An der Grenze
Das Landesgericht Eisenstadt ertrinkt in Schlepper-Prozessen. Wer sind die Menschen, die hier auf der Anklagebank sitzen? Und wieso ist es so schwierig, ihre Hintermänner zu fangen?
Diese Geschichte gibt es auch als Audio-Angebot, eingelesen von Sebastian Loudon. https://datum.at/audio/folge-4-an-der-grenze/
Vor Saal 7 des Eisenstädter Landesgerichts stehen fünf Menschen im Kreis und nicken. Die vier Angehörigen eines wegen Schlepperei angeklagten Geschwisterpaars und deren Verteidiger diskutieren kurz vor Prozessbeginn Burgenlands Grenzschutz. Jeden Tag würden hunderte Fremde illegal kommen, viele mit Hilfe von Schleppern. ›Die Österreicher müssen dafür zahlen‹, sagt der Anwalt, ›und das versteht echt keiner mehr.‹
Die um ihn versammelten Angehörigen wiederholen zustimmend Wortfetzen seiner Aussagen, während er spricht. Der Verteidiger hofft, dass die beiden Schöffen nicht zu nah an der Grenze wohnen, ›denn die Leute hier haben Angst‹. Dann unterbricht eine Sprechanlage seinen Monolog. ›Saal 7 bitte eintreten‹, hallt eine Frauenstimme durch den Gang. Die Verhandlung, die hier gleich beginnt, ist kein Einzelfall. Vielmehr steht sie stellvertretend für die zunehmende Überlastung des burgenländischen Justizapparats.

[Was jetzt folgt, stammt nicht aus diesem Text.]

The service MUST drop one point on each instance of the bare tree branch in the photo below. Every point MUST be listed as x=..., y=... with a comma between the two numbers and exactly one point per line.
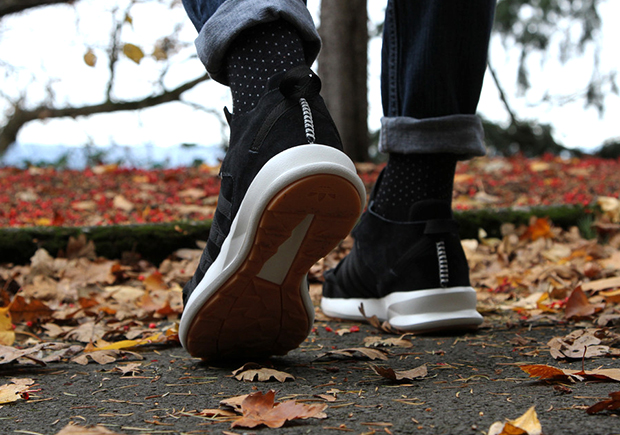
x=20, y=117
x=12, y=6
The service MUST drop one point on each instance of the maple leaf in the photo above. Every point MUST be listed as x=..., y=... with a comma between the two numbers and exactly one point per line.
x=577, y=344
x=527, y=424
x=578, y=305
x=606, y=405
x=545, y=372
x=255, y=372
x=12, y=391
x=352, y=351
x=261, y=409
x=401, y=375
x=23, y=311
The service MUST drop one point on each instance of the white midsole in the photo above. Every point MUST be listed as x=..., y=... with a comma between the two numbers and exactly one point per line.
x=279, y=172
x=413, y=310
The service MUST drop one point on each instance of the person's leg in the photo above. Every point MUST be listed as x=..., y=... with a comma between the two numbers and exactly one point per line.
x=407, y=265
x=288, y=193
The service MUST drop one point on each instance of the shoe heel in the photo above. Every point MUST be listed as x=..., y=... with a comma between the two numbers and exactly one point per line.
x=434, y=309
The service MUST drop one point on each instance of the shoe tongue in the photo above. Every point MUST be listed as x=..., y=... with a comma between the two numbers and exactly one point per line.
x=430, y=209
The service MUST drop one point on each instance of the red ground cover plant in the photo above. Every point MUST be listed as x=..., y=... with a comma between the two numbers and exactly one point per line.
x=111, y=194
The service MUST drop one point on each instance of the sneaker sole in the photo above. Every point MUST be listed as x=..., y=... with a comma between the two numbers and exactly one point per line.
x=258, y=304
x=415, y=311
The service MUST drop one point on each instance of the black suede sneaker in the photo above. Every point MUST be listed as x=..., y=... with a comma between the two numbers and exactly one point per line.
x=288, y=195
x=413, y=274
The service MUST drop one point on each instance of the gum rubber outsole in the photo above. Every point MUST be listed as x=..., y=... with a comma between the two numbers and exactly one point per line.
x=249, y=316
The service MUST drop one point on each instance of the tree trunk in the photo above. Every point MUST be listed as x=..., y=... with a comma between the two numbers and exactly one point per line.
x=343, y=65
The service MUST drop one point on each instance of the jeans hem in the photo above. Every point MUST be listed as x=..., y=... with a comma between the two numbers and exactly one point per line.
x=234, y=16
x=454, y=134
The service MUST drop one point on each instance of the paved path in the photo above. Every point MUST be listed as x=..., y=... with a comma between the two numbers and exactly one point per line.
x=472, y=381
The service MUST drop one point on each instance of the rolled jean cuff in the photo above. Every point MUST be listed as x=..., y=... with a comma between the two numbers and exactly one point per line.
x=455, y=134
x=234, y=16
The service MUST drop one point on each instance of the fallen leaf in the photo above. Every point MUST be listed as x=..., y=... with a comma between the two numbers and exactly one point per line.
x=7, y=335
x=260, y=409
x=606, y=405
x=545, y=372
x=250, y=372
x=11, y=392
x=401, y=375
x=34, y=310
x=387, y=342
x=351, y=352
x=125, y=344
x=538, y=228
x=578, y=305
x=9, y=354
x=131, y=368
x=103, y=356
x=577, y=344
x=74, y=429
x=527, y=424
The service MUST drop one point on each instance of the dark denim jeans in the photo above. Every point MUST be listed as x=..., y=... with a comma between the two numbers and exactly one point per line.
x=433, y=62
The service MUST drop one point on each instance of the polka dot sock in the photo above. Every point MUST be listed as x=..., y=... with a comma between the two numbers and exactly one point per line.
x=256, y=55
x=409, y=178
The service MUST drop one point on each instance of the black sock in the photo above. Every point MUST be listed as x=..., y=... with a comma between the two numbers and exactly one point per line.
x=256, y=55
x=409, y=178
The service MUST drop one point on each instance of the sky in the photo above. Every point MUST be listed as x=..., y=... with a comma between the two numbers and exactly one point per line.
x=45, y=50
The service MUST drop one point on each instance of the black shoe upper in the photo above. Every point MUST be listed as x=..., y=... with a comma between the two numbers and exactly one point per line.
x=290, y=113
x=388, y=256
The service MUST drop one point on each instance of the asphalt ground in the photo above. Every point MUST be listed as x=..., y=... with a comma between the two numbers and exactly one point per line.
x=473, y=380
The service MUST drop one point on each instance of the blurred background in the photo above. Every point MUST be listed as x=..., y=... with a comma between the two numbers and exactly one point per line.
x=85, y=82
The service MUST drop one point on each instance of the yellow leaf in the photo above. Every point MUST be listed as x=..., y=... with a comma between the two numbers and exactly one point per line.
x=133, y=52
x=527, y=424
x=124, y=344
x=7, y=336
x=90, y=58
x=12, y=392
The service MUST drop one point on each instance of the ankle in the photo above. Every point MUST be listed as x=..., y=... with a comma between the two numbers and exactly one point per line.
x=410, y=178
x=257, y=54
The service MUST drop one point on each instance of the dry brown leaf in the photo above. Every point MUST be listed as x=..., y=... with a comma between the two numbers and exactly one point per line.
x=251, y=372
x=12, y=391
x=131, y=368
x=234, y=403
x=261, y=409
x=103, y=356
x=87, y=332
x=401, y=375
x=353, y=351
x=9, y=354
x=74, y=429
x=34, y=310
x=386, y=342
x=545, y=372
x=576, y=344
x=7, y=335
x=606, y=405
x=578, y=305
x=527, y=424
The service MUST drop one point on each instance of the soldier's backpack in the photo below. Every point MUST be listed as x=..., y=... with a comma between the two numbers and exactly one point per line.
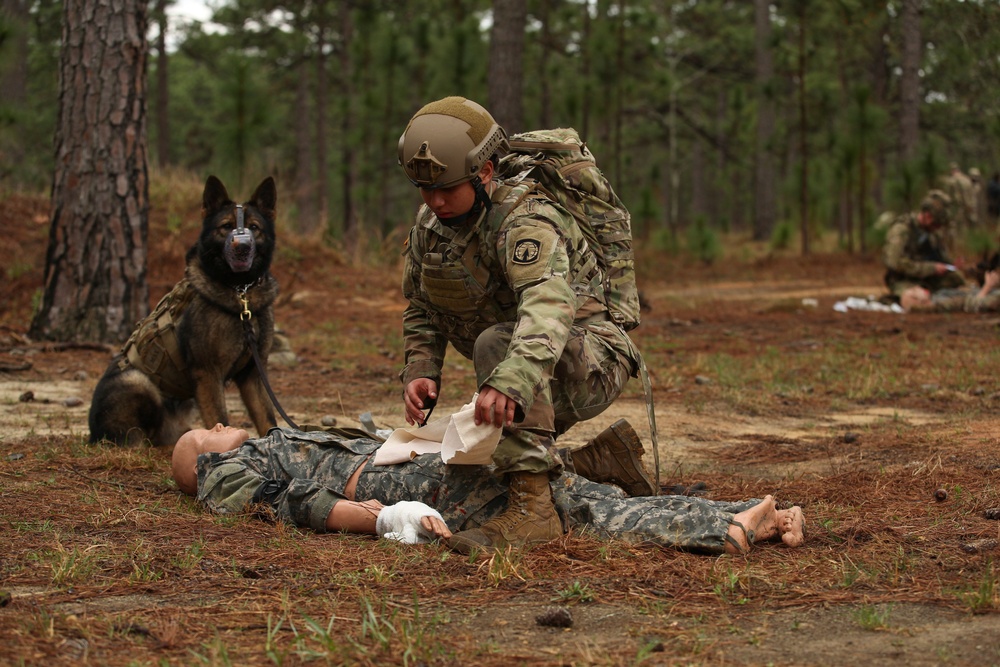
x=567, y=173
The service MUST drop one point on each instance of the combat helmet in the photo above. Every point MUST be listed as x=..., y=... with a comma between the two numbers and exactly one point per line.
x=937, y=203
x=448, y=141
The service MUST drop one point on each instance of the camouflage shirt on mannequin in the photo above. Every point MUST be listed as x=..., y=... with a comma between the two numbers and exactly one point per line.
x=300, y=476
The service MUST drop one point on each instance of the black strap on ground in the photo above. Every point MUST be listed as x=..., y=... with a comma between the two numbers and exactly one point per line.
x=252, y=342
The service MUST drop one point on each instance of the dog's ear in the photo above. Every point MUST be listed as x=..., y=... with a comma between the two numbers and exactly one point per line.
x=265, y=197
x=215, y=195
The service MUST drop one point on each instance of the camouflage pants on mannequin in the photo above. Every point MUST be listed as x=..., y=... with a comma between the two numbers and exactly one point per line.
x=588, y=377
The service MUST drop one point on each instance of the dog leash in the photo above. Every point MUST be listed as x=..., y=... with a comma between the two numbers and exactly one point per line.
x=251, y=337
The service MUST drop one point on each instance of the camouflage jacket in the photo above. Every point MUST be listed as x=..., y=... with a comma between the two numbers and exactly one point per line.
x=965, y=299
x=532, y=266
x=912, y=252
x=297, y=477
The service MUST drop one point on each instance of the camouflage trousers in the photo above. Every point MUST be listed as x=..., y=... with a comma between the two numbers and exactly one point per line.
x=298, y=477
x=587, y=379
x=467, y=498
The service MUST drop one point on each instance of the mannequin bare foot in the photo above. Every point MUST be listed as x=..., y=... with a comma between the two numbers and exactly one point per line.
x=760, y=522
x=792, y=525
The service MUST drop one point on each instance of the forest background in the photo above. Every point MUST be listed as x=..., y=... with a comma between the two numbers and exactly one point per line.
x=795, y=122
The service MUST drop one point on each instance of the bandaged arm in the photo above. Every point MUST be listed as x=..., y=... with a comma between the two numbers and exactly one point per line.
x=411, y=522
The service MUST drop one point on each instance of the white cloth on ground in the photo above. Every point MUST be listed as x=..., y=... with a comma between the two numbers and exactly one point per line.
x=401, y=522
x=457, y=437
x=871, y=303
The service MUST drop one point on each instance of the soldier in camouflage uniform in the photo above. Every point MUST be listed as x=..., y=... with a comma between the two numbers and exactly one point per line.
x=962, y=205
x=914, y=252
x=968, y=299
x=507, y=277
x=304, y=477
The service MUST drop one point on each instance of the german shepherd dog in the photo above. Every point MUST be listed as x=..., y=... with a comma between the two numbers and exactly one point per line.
x=195, y=341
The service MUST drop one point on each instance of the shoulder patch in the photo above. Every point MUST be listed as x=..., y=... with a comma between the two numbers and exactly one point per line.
x=526, y=251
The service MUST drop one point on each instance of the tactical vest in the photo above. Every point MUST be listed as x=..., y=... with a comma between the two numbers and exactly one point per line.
x=466, y=291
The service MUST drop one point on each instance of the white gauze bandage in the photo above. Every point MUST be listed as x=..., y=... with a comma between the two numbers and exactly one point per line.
x=401, y=522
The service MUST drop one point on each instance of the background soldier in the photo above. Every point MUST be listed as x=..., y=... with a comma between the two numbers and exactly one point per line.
x=962, y=204
x=914, y=253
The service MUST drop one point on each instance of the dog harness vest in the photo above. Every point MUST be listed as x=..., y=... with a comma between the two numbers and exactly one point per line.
x=153, y=347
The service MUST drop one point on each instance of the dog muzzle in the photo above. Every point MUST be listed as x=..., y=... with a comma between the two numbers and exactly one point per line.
x=240, y=247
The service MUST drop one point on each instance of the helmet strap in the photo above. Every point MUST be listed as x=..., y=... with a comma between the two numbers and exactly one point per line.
x=482, y=201
x=482, y=197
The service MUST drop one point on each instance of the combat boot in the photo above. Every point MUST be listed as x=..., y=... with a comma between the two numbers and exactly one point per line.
x=530, y=518
x=615, y=457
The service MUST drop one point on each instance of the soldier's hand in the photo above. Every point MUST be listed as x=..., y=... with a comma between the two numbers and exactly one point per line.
x=494, y=406
x=415, y=399
x=436, y=527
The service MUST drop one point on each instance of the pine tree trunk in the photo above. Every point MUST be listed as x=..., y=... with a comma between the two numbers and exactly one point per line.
x=909, y=85
x=322, y=195
x=764, y=188
x=162, y=89
x=346, y=166
x=506, y=66
x=95, y=267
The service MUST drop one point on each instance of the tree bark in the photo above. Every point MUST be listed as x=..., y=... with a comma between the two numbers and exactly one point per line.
x=322, y=194
x=909, y=85
x=506, y=66
x=162, y=88
x=349, y=215
x=764, y=188
x=95, y=268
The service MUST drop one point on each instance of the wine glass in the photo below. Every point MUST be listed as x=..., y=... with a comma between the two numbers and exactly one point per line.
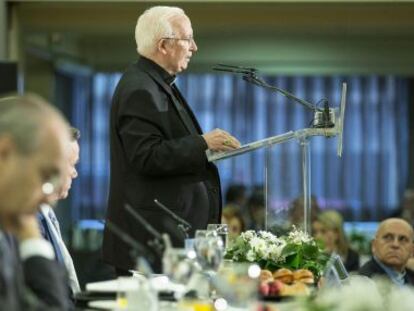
x=209, y=249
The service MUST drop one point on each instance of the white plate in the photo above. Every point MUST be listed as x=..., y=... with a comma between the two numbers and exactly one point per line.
x=103, y=304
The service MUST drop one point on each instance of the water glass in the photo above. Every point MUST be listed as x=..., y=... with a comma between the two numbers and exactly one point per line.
x=222, y=231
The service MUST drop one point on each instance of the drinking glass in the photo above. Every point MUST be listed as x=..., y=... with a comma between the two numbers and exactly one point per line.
x=222, y=231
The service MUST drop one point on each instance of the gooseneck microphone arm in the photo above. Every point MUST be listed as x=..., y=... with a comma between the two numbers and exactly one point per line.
x=157, y=243
x=183, y=225
x=249, y=75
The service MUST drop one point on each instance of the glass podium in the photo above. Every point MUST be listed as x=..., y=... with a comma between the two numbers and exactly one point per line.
x=302, y=137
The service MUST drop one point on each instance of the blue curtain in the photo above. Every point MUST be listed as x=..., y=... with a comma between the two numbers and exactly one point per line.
x=368, y=180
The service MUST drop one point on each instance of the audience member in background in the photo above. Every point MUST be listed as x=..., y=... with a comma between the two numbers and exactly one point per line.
x=236, y=196
x=328, y=228
x=49, y=225
x=296, y=211
x=32, y=140
x=391, y=249
x=235, y=222
x=256, y=209
x=406, y=210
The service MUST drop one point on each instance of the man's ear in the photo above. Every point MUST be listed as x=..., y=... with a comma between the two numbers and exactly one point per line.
x=373, y=242
x=7, y=147
x=162, y=46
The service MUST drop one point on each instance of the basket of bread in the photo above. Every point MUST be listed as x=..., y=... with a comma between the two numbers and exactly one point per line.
x=286, y=283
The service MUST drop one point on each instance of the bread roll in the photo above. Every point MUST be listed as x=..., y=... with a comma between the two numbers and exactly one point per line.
x=284, y=275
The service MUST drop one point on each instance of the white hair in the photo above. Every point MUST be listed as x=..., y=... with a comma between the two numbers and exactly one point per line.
x=154, y=24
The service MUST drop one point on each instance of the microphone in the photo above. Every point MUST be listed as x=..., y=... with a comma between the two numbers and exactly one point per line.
x=157, y=242
x=235, y=69
x=249, y=75
x=183, y=225
x=137, y=248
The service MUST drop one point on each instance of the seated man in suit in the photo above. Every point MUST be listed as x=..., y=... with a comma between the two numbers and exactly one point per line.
x=391, y=249
x=32, y=140
x=49, y=225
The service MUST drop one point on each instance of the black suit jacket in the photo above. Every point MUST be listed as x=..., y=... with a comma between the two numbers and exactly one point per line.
x=36, y=284
x=371, y=269
x=156, y=152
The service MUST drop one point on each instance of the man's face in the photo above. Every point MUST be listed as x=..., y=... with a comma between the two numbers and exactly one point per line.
x=326, y=235
x=23, y=177
x=70, y=171
x=180, y=49
x=393, y=244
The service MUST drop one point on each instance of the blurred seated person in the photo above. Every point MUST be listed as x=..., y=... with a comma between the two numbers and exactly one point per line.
x=406, y=209
x=296, y=211
x=49, y=225
x=328, y=228
x=236, y=196
x=391, y=249
x=256, y=209
x=235, y=222
x=32, y=139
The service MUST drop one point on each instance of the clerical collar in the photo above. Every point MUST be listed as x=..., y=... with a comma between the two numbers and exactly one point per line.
x=169, y=79
x=395, y=276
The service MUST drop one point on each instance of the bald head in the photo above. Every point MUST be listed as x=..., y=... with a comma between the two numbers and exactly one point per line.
x=393, y=243
x=33, y=136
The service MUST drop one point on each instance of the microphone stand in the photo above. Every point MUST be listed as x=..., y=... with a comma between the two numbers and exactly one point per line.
x=157, y=243
x=323, y=118
x=183, y=225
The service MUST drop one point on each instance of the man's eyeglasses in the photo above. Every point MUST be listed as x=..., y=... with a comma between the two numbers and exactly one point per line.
x=189, y=40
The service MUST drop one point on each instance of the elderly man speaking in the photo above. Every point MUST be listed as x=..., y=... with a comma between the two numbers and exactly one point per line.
x=391, y=249
x=157, y=146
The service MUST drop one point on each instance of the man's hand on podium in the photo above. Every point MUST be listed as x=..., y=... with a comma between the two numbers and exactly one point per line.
x=220, y=140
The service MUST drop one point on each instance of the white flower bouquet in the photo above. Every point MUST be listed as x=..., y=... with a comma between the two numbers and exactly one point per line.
x=297, y=250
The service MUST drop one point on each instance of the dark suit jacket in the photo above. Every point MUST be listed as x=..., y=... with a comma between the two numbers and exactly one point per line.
x=156, y=152
x=372, y=269
x=352, y=261
x=36, y=284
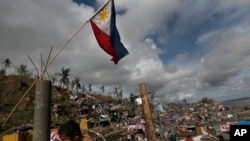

Denn das Schmuggeln von Menschen bestimmt den Alltag in Eisenstadts Gerichten. Im Vergleich zum gesamten Vorjahr hat sich die Zahl der Schlepper-Fälle bereits diesen Oktober verdoppelt. Zwei der vier Prozesse an diesem Novembertag verhandeln Schlepperei. Im Monatsschnitt sind es knapp die Hälfte aller Fälle. Auch die Justizanstalt Eisenstadt ist seit einem halben Jahr durchgehend überlastet. Statt der vorgesehenen 175 Insassen zählt die Einrichtung mehr als 200 – wobei drei Viertel davon wegen des Verdachts der Schlepperei in Untersuchungshaft sitzen. Ganz gleich, wen man hier fragt, den Portier oder den Vize-Direktor des Landesgerichts, die Antwort ist immer dieselbe: Das System stößt an seine Grenzen.